By Bill MacKenzie
When WalMart proposed a 210,155 square foot Supercenter with more than 1,000 parking spaces at the intersection of Cornelius Pass and Baseline Road in Hillsboro 10 years ago, the surrounding community went berserk.
Fired up opponents had no shortage of complaints. Too much traffic. Too big a building. Too little pay for workers. Not compatible with the neighborhood. WalMart’s anti-union. In the face of vociferous opposition, Hillsboro’s Planning Commission denied WalMart’s proposal.
Now, as the little girl Carol Anne said in the 1986 trailer for “Poltergeist II,” “They’re baaack!” And the critics are, too.
At a Nov. 13 public hearing held by the Hillsboro Planning Commission, WalMart representatives tried to set a new tone for a newly designed project called Sequoia Village. “That denial decision has shaped what you have before you tonight.” said Greg Hathaway, an Oregon attorney for WalMart, when introducing the new design.
Instead of a regional Supercenter of Brobdingnagian proportions, there would be a smaller, more appealing neighborhood grocery store of about 50,000 square feet that would draw mostly local folks, explained a WalMart team representative.
There would also be 242 apartment units and two small retail buildings. Instead of 1,000 Supercenter parking spaces covering acres of asphalt, there would be just 284 parking spots adjacent to the grocery store and almost eight acres of open space. An improved road system, already in place, would capably handle traffic. There’d be more tree preservation and trail enhancement.
It didn’t matter.
When the commission members asked supporters of the proposed project to come forward and comment, not a single supporter came forward — just one woman who said she was neutral.
But when the commissioners asked opponents to come forward in groups of three, a very long night of testimony began.
I don’t like this; I don’t like that, asserted one opponent after another as they paraded to tables facing the Planning Commission.
WalMart’s a low-wage company. Traffic will be horrific. Our neighborhood will be destroyed. The development will mean more kids and that will hurt our schools.

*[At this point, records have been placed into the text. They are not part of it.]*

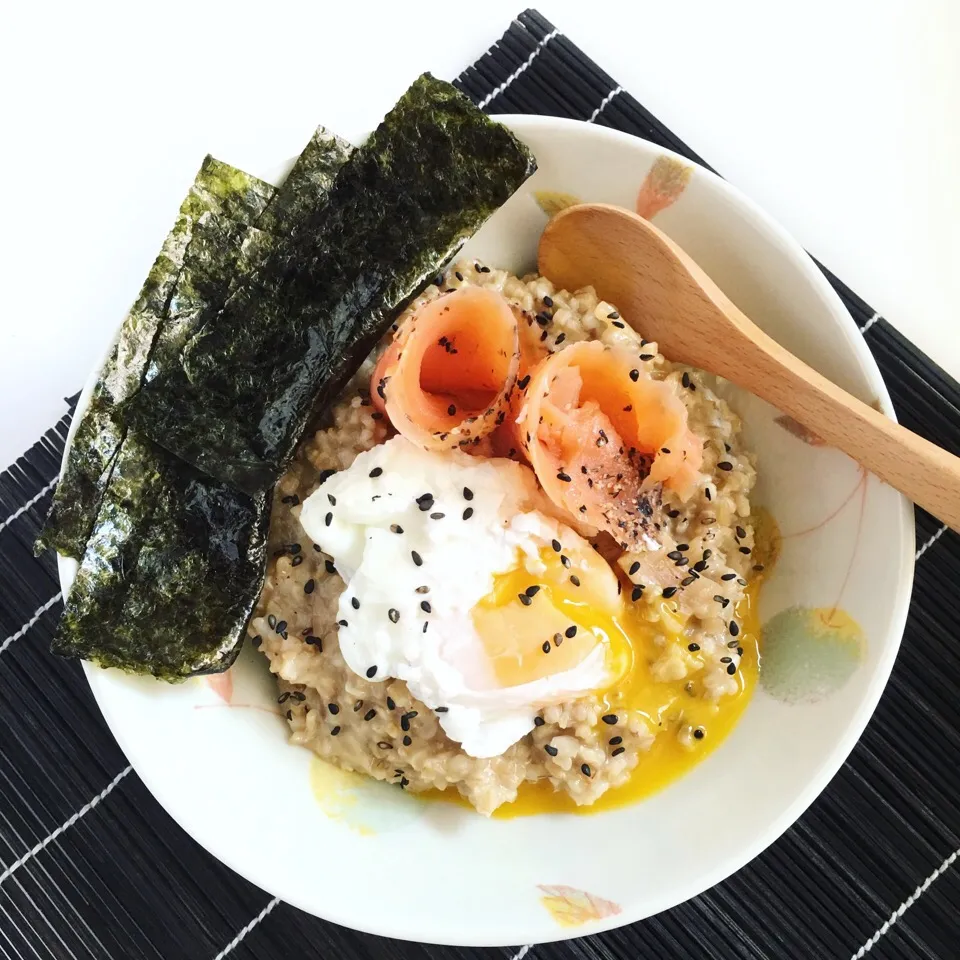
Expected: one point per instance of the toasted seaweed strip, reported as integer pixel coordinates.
(218, 189)
(312, 304)
(171, 572)
(309, 180)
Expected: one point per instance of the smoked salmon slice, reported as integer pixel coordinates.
(602, 436)
(448, 377)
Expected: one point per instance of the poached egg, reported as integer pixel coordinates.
(461, 582)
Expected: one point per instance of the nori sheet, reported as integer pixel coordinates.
(218, 189)
(311, 304)
(171, 573)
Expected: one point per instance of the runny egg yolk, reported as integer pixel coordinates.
(635, 635)
(536, 625)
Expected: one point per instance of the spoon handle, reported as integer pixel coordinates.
(927, 474)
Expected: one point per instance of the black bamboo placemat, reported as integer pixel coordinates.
(91, 866)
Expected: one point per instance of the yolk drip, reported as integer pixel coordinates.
(634, 636)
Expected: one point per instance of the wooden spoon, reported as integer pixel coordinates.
(672, 301)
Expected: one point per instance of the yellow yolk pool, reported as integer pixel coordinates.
(514, 643)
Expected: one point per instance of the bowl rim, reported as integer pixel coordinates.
(904, 529)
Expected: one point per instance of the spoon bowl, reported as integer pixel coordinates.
(669, 299)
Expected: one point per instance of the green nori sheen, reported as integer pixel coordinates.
(171, 572)
(310, 306)
(220, 190)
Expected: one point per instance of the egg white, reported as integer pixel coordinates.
(492, 514)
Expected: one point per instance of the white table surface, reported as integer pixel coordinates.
(840, 117)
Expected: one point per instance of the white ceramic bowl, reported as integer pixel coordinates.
(368, 856)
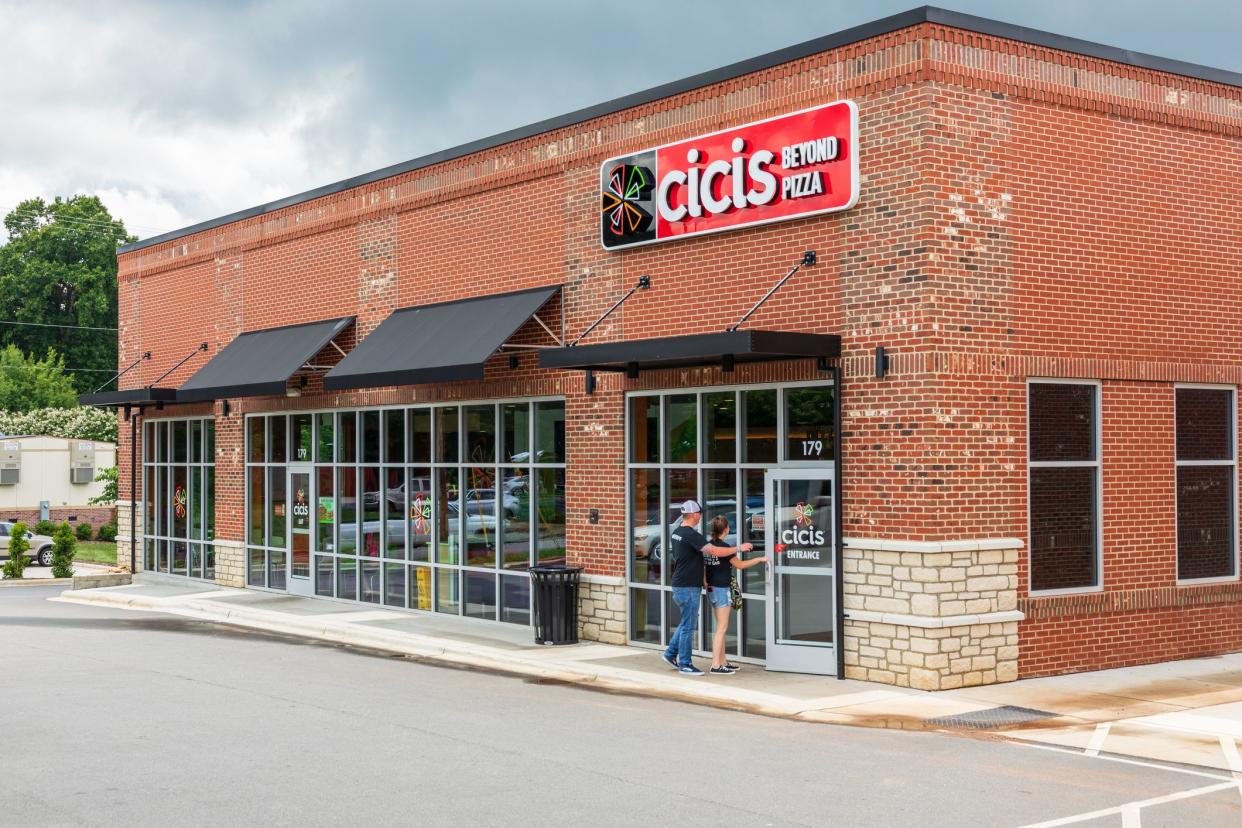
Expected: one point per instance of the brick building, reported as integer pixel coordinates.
(1004, 391)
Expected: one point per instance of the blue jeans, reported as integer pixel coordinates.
(682, 642)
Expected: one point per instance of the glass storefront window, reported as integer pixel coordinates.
(447, 432)
(759, 411)
(514, 432)
(809, 425)
(324, 430)
(550, 515)
(277, 440)
(681, 435)
(435, 508)
(303, 438)
(480, 433)
(420, 435)
(178, 498)
(394, 436)
(347, 437)
(370, 436)
(645, 430)
(714, 446)
(550, 432)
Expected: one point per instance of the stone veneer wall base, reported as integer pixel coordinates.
(601, 610)
(932, 615)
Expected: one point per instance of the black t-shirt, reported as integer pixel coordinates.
(687, 556)
(719, 570)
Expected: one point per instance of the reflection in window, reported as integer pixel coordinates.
(720, 427)
(447, 435)
(809, 423)
(516, 433)
(645, 430)
(1206, 484)
(682, 428)
(550, 519)
(480, 433)
(1063, 483)
(550, 431)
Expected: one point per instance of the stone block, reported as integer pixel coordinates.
(989, 584)
(923, 679)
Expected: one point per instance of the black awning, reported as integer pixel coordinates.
(436, 343)
(725, 348)
(143, 396)
(260, 361)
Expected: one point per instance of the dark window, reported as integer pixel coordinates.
(1063, 487)
(1206, 546)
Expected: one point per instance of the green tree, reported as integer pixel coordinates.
(63, 549)
(108, 477)
(15, 567)
(60, 268)
(27, 384)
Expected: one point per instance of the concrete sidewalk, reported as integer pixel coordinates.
(1179, 711)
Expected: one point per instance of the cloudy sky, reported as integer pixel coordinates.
(176, 112)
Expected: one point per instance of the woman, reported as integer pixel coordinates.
(718, 574)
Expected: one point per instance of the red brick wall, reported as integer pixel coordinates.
(1024, 212)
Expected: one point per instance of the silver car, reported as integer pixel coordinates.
(40, 551)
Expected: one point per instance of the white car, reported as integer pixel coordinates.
(40, 551)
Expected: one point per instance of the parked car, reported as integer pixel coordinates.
(40, 551)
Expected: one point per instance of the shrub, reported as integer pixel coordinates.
(15, 566)
(63, 549)
(108, 477)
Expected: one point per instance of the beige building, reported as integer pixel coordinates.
(54, 471)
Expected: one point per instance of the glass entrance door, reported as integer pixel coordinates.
(301, 515)
(801, 534)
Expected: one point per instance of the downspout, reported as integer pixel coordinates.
(133, 490)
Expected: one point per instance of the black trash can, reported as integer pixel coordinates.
(555, 598)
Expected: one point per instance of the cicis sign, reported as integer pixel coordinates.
(784, 168)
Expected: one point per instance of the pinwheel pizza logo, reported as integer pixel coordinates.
(420, 513)
(626, 202)
(802, 513)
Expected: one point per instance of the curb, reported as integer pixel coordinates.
(16, 582)
(456, 654)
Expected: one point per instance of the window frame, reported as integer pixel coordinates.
(1098, 464)
(1233, 478)
(436, 464)
(702, 468)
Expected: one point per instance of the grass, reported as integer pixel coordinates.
(96, 551)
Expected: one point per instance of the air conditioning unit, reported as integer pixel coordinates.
(10, 463)
(81, 462)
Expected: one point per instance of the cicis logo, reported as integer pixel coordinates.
(802, 531)
(301, 508)
(794, 165)
(802, 513)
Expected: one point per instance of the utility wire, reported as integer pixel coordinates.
(41, 324)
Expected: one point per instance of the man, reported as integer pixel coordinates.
(688, 548)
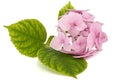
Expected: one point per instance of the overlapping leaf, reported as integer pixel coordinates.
(28, 36)
(65, 9)
(61, 62)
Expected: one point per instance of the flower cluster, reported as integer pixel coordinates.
(79, 34)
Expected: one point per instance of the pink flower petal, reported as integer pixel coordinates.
(79, 45)
(56, 43)
(90, 40)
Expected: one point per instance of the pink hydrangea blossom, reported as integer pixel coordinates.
(79, 34)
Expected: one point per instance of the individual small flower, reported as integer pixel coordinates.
(72, 21)
(79, 34)
(60, 41)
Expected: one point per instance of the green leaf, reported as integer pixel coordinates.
(28, 36)
(60, 62)
(49, 40)
(65, 9)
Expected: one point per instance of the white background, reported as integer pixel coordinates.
(14, 66)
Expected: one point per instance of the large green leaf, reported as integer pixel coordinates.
(65, 9)
(60, 62)
(28, 36)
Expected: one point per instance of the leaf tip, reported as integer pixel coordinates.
(5, 26)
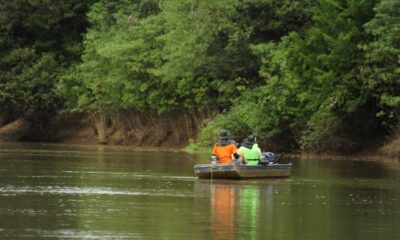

The new site plan doesn’t have a Northwest feel. Wildlife will be harmed. It will hurt the Albertsons store across the street. It will draw poor people. The litany of complaints went on and on into the night (and many were repeated in a Nov. 22 Hillsboro Tribune editorial).
Even a couple of the commissioners chimed in. Commissioner Charles Fleisher lambasted the proposed store’s architecture as severe and somber, and said the apartment buildings were too dense and tight. CommissionerBrian Roberts also criticized the site’s architecture, saying, “It seems ordinary; it doesn’t have a lot of life.”
I suspect what’s really driving the opposition is an anti-WalMart mindset, fostered by unions and some progressive groups, and a fear of growth.
To the generic anti-WalMart folks, the answer is simple. If you don’t like WalMart, don’t shop or work at their stores and let the marketplace function. If not enough people want to work or shop there, it will not succeed.
Consider also that WalMart can mean good things.
As Jason Furman, chair of the Council of Economic Advisors underPresident Obama, has written, “By acting in the interests of its shareholders, WalMart has innovated and expanded competition, resulting in huge benefits for the American middle class and even proportionately larger benefits for moderate-income Americans … to the degree the anti-WalMart campaign slows or halts the spread of WalMart to new areas, it will lead to higher prices that disproportionately harm lower-income families.”As for the anti-growth argument, stopping this project won’t stop growth. The 26 acres on which Sequoia Village would sit is prime property. It won’t sit vacant interminably. It will be developed.
If it’s done responsibly, that can be a good thing, and the Sequoia Village design is a good start. Economic growth is a desirable social goal, and preferable to stagnation. It is economic growth that creates jobs, which leads to more tax receipts, which allows government to pay for public services.
While some improvements at Sequoia Village are certainly merited, WalMart’s new proposal is clearly superior to its 2003 plan, and the Planning Commission should move forward to make it work.
That doesn’t mean the commission should just accept WalMart’s latest Sequoia Village proposal carte blanche. A more architecturally appealing grocery store is certainly achievable, for example. But a not-in-my-backyard halt to the project just doesn’t make sense.
Bill MacKenzie is a former congressional staff member, newspaper reporter and communications manager for a Hillsboro company.